Let’s talk about porn. When I was a teenager, my friends and I had to walk across town and find the one East Indian corner store that rented VHS porn. You had to pay real money to see porn. You brought it home; it was a big, square piece of hollow black plastic, and we had to keep it safe. You had to hide it someplace away from your parents. When you and your friends nervously watched the stuff, you had to keep your hand on the remote in case your mother wandered downstairs in her nightgown to see just what the hell you all were doing. And then, when you were done and it was the next day, you had to bring that tape back to the store. You had to rent, carry, hide, and then return pornography by a certain date. Porn was like a library book. Think on that for a moment.
I can’t quite explain the pre-internet, corporeal nature of porn. You had to rent the stuff, or search around in your dad’s closet where he kept it in an old suitcase. Your dad’s porn was the strangest porn: glossy European magazines where skinny men with moustaches and black socks fucked dishwater blonde girls who never stopped smiling as though they were smelling strudel straight from the oven. My own dad had all those magazines locked away alongside something called The Anarchist’s Cookbook (19171), which taught you how to make bombs, grow marijauna, pick locks, and hack old payphones. Porn took trouble to acquire and keep, caused trouble when it was found, and was hard to find if you were underage.
Then the internet arrived. ASCII code could be converted into pictures. Porn was free, and for the first time, we found that freedom had nothing to do with cost. Porn was released, free to meet other porns and have pornlets. Porn had had it pretty rough before; it was once trapped in steaming, sticky theatres, forced into hardcore labor rooms where the doors were hung with seedy beads, kidnapped and held for ransom in the sun-baked California warehouses.
Now it’s confusing. No one pays for porn, but yet the stuff is still being made. I can order it on my cable pay-per-view, but what would be the point of that? Porn is everywhere. It’s easy to find, to acquire, effortless to store in the limitless and Stygian depths of our computers. Yes, we all leave massive, day-glo, virtual computer porn trails like we were massive and horny slugs, and we would be fucked if a computer tech were to go over our hard drives. But what are the odds of a cyber CSI team confiscating our machines? There are billions of us!
Which leads me back to Shame, and what it might mean for us. One of our most potent drugs is free of both cost and risk; our kids are consuming it at twelve and younger. Porn is part and parcel of sex addiction.This movie could start a conversation.

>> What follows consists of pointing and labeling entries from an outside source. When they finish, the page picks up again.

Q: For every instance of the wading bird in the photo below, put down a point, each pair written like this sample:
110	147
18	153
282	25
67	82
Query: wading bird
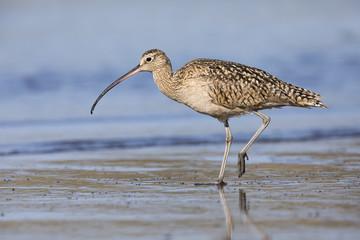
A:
222	89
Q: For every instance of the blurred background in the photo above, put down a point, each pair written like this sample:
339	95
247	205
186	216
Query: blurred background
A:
57	56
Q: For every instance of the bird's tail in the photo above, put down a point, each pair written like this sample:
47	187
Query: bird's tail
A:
305	98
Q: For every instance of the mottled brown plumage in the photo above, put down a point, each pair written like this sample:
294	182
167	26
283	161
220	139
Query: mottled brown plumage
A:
222	89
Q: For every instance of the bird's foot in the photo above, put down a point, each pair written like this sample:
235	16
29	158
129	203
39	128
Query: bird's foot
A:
241	163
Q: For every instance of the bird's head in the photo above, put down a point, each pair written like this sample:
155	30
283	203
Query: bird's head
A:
150	61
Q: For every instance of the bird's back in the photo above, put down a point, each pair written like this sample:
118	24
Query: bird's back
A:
234	85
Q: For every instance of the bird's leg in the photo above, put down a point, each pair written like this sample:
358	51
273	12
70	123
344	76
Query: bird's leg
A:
228	140
242	155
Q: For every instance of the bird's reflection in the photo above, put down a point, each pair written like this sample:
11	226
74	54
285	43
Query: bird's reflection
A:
244	214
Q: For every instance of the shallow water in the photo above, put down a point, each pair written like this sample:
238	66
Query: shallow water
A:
129	170
283	194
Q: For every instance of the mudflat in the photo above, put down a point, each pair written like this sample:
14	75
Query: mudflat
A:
286	193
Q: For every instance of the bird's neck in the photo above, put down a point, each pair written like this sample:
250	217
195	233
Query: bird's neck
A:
163	78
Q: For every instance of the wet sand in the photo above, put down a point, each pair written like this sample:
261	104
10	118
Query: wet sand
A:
286	193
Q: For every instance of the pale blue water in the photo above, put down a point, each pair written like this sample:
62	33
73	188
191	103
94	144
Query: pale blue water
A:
56	57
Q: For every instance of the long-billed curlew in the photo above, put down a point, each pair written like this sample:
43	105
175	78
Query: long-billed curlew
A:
222	90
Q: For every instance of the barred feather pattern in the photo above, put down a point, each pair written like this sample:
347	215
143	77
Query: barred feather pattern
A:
234	85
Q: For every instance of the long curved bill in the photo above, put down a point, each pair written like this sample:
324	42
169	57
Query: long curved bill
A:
130	73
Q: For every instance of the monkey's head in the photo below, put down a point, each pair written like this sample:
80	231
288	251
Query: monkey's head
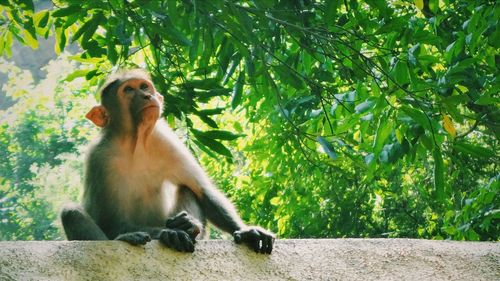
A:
128	99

I’m not anti-sex; I’m not going to be like Ted Bundy on the eve of his execution and conveniently blame everything on porn; I won’t suggest we start banning desires. But this movie could at least, much like the pro hockey discussion still in its infancy about concussion, start us talking about this massive and interconnected beehive of masturbation stations, and what it means for the brains of our future generations.